Another reason for the game’s low profile, he said, could be China’s lack of cricket pitches.

He said even Beijing had just one cricket pitch – at an international school in Shunyi district, its expatriate suburb northeast of the city.

The Beijing Ducks draw on a roster of about 30 players. Photo: Handout
The Beijing Ducks draw on a roster of about 30 players. Photo: Handout

“Traditionally in the UK and New Zealand, Australia and India, where people play cricket, the sport is played in the cities where cricket has been played for over 150 years,” he said.

“And cities are grown around the areas that used to play cricket so [the sport was well-] established” there.

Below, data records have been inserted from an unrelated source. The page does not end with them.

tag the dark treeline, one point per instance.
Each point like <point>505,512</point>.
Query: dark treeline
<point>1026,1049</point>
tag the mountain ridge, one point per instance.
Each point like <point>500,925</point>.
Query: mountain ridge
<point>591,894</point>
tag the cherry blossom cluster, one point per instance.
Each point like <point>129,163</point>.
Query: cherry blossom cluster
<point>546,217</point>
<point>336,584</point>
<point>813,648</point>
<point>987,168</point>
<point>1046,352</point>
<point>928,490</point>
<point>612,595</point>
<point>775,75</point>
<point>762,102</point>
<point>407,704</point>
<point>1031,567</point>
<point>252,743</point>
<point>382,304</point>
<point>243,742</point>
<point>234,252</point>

“But here, if people say that we are going to build a cricket field in Beijing in Chaoyang park, well, it takes a lot of space and it costs so much money and no one would use it because no one knows what it is.”

That may be why a 70 million yuan (US$10.9 million) cricket stadium built on the campus of Guangzhou University of Technology for the 2010 Asian Games cricket matches has since been repurposed as a golf course, according to New Express.

While cricket’s rules often are criticised as complicated, potentially turning off newcomers, Ashmore said the best way to get past that wrinkle was to just play.

“It’s a bit like baseball when you look at it,” he said. “When you get more and more involved, you get to understand more of the rules and the complications of the game.”

Although his team’s roster has yet to include any Chinese players, Ashmore said he was optimistic about cricket’s future in China.

He said he knows businessmen from Britain who have fallen in love with the sport and are interested in investing in cricket in China.

Adding cricket to the nation’s mix of games also extended the options open to youngsters looking for a sport to play, he said.

“If some students and children are not good at football or basketball, then they can try a different sport.”